Liberia, Benin, Ghana and Burkina Faso were heavily affected, according to data from Netblocks, which monitors cybersecurity and the governance of the internet.

The internet infrastructure company Cloudflare said in a post on X that major internet disruption was continuing in the Gambia, Guinea, Liberia, Ivory Coast, Ghana, Benin and Niger.

Namibia and Lesotho were also affected.

“There seems to be a pattern in the timing of the disruptions, impacting from the north to the south of Africa,” Cloudflare Radar said.

  • FuckyWucky [none/use name]
    ·
    edit-2
    8 months ago

    Network disruptions caused by cable damage have occurred in Africa in recent years. However, today’s disruption “points to something larger [and] this is amongst the most severe,” said Isik Mater, director of research at NetBlocks, a group that documents internet disruptions around the world.

    NetBlocks said data transmission and measurement showed a major disruption to international transits, “likely at or near the subsea network cable landing points”.

    Wonder what's going on soviet-hmm cuz even less "developed" countries have some level of redundancy with undersea cables.

    The impact from such cable failures worsens as networks attempt to route around the damage, potentially reducing the capacity available to other countries, said Mater.

    “The initial disruption may be a physical cut, but subsequent issues could be of a technical nature,” she added.

    I remember when a Pakistani Telcom company routed whole world's youtube traffic through it by accident.
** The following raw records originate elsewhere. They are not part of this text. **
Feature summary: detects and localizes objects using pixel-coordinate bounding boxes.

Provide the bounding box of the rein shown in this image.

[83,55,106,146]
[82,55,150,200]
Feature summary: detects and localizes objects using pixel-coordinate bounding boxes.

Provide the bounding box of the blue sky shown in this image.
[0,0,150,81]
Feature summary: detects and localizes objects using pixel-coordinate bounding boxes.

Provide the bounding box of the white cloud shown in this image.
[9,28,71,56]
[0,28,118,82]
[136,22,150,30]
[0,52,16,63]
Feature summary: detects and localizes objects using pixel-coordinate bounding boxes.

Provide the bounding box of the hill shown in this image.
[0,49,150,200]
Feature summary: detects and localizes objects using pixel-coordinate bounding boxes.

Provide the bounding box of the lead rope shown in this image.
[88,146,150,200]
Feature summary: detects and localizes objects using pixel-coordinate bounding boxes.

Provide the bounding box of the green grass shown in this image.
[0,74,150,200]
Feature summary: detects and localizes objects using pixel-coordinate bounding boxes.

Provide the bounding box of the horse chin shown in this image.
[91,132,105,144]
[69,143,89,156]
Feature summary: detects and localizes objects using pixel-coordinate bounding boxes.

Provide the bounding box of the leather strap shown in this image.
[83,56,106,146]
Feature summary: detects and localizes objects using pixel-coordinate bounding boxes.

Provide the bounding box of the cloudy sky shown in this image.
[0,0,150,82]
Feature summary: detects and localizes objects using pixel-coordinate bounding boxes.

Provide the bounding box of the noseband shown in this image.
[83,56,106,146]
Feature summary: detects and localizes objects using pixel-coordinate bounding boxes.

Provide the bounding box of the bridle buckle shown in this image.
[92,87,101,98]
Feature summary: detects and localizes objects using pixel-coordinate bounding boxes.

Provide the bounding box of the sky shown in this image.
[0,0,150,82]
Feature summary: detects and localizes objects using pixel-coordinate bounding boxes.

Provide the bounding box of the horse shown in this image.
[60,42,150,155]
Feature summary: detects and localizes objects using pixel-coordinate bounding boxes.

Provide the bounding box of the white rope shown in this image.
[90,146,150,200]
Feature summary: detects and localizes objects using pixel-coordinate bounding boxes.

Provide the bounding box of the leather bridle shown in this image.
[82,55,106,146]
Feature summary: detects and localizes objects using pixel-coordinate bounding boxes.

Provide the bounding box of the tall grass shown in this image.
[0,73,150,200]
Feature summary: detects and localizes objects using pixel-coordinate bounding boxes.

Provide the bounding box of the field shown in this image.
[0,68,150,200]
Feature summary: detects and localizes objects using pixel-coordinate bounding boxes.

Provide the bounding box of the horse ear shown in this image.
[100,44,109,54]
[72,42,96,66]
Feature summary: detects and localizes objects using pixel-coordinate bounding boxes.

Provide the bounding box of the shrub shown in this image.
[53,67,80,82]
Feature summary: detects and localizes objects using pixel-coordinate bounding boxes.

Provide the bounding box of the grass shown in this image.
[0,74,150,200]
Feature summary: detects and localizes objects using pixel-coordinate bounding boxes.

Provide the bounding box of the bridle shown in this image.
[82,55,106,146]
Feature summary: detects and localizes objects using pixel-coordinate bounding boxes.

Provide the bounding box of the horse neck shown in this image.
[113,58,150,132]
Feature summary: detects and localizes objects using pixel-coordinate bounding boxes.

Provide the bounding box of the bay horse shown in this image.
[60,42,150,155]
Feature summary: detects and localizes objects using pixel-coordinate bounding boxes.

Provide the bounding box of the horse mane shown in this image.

    https://arstechnica.com/uncategorized/2008/02/insecure-routing-redirects-youtube-to-pakistan/

    • flan [they/them]
      ·
      8 months ago

      I think what's happening is that there isn't much subsea cable service to this part of Africa. It looks like it's really only ACE, one of the cut cables, that lands in every (non-landlocked) country in western Africa. This would mean that countries that are cut off without another cable landing would have to use some overland routes if they're available, potentially causing degraded service if they become over capacity (which I assume they would since they're probably not meant to be carrying traffic normally going to a subsea cable).

      The "at or near a network cable landing" point is interesting, I assume the cables would be closer together there so you would be more likely to hit more than one with an anchor or due to construction or something of that nature.